Turner is chairman of New Zealand Milk Co., a startup that plans to invest $57 million to build a milk powder plant on the nation’s South Island.

“You’ve got to be bold,” said Turner, the former CEO of Meridian Energy, recently named one of New Zealand’s 15 most powerful people. “This is the time in my view to be investing, and certainly from the interest of the farmers, they don’t think it’s a bad time either.”

Apparently word of market malaise hasn’t trickled down to Georges Schorderet either. The chief financial officer of Saudi Arabia-based Almarai Co., the Middle East’s largest dairy, told the Financial Times: “I still believe there is substantial growth in our existing market in the next two to three years. But if we want to secure long-term growth we need to expand outside the GCC into new categories.” To make that happen, the company is spending $173 million over the next 18 months to move into infant formula production.

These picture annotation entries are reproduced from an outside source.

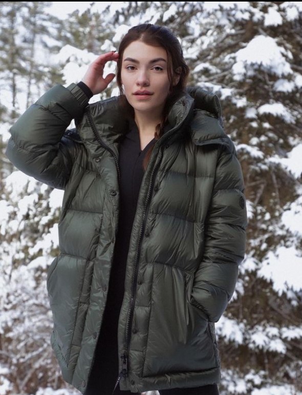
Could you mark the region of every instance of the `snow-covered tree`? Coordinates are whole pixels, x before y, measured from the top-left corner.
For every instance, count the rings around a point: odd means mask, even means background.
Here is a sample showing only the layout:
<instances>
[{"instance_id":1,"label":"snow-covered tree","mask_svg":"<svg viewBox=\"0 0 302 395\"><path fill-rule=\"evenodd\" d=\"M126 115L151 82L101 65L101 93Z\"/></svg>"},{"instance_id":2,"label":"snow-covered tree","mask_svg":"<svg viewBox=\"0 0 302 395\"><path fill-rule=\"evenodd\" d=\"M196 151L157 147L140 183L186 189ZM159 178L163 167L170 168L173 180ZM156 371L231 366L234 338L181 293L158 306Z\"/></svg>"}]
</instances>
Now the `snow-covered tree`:
<instances>
[{"instance_id":1,"label":"snow-covered tree","mask_svg":"<svg viewBox=\"0 0 302 395\"><path fill-rule=\"evenodd\" d=\"M302 393L299 2L87 2L87 11L66 19L42 16L42 10L35 17L36 3L47 9L49 3L4 2L0 8L0 86L7 93L0 98L0 394L75 393L62 381L49 345L45 285L58 251L62 192L15 171L4 156L11 112L22 113L52 83L78 82L100 52L117 49L129 27L144 22L170 28L190 65L189 84L219 96L243 170L246 258L217 325L222 395ZM39 21L46 30L26 32L20 20L27 26ZM22 69L6 69L20 42ZM116 94L115 88L101 97Z\"/></svg>"}]
</instances>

Nor has anyone clued in Asahi Breweries, which is spending $61 million to raise infant formula processing capacity at its Wakado Co. subsidiary; or Thailand’s Friesland Foods Foremost, which is spending $28 million on new UHT milk lines; or Brazil’s Bom Gosto, which is building a new $30 million milk plant in Uruguay.

Execs at Yum Brands must not have received the memo either. In the first quarter, the global operator of Pizza Hut, KFC and Taco Bell opened 256 units outside the United States, including 98 in China. It says it will open another 1,500 restaurants in China over the next three years – a pace of nearly 10 a week. In addition, Yum just bought a 20% stake in Little Sheep, one of China’s largest restaurant chains, for $64 million.

“They’re going for the emerging market growth, and they’re going at it in a big way,” Larry Miller, a restaurant analyst with RBC Capital Markets, told the Associated Press. “They still have a lot of faith in the pre-global meltdown economy; that things are going to look the same when we come out of it.”

Likewise, Brinker International and McDonald’s still have big appetites for overseas growth. Brinker plans to add 300 overseas units over the next five years, targeting China, Russia, Brazil and emerging markets such as Colombia, Chile, Argentina and South Africa. McDonald’s intends to open 140 units in China this year, citing lower costs of opening new outlets. It also announced plans to recruit 10,000 new employees in China in 2009 to facilitate its expansion efforts.

With consumer spending down, surely Wal-Mart, the world’s largest retailer, is retrenching? Well, actually, no. Wal-Mart de Mexico will spend nearly $800 million this year to open 252 new units throughout the country.

So while global dairy markets remain mired in a cyclical slump, exacerbated by the global recession, many of the world’s multinational players are undaunted. Plain and simple, they believe it’s a good time to invest because they understand that once the economic situation improves, consumers will again drive demand for dairy.

U.S. dairy suppliers, to their credit, are not pulling back from the international market either. Export volumes may be lower this year, but most companies tell us they remain engaged with their overseas customers, positioning themselves for a market recovery.

The overarching sentiment is this: Global dairy markets are cyclical and export success requires a long-term approach.

U.S. industry leaders received that memorandum personally when one of the world’s largest dairy buyers addressed attendees of the U.S. Dairy Export Council’s late-April board meeting.

“Our viewpoint is that today’s economic crisis is a blip in the long-term demand trend,” this key buyer said. “We’re in a world market trough, but looking ahead we believe global demand will improve. When it does, we’ll need U.S. dairy exports that are fit for the purpose, continuously present and consumer focused.”

That’s a message the U.S. dairy industry needed to hear, loud and clear.  n

Tom Suber is president of the U.S. Dairy Export Council.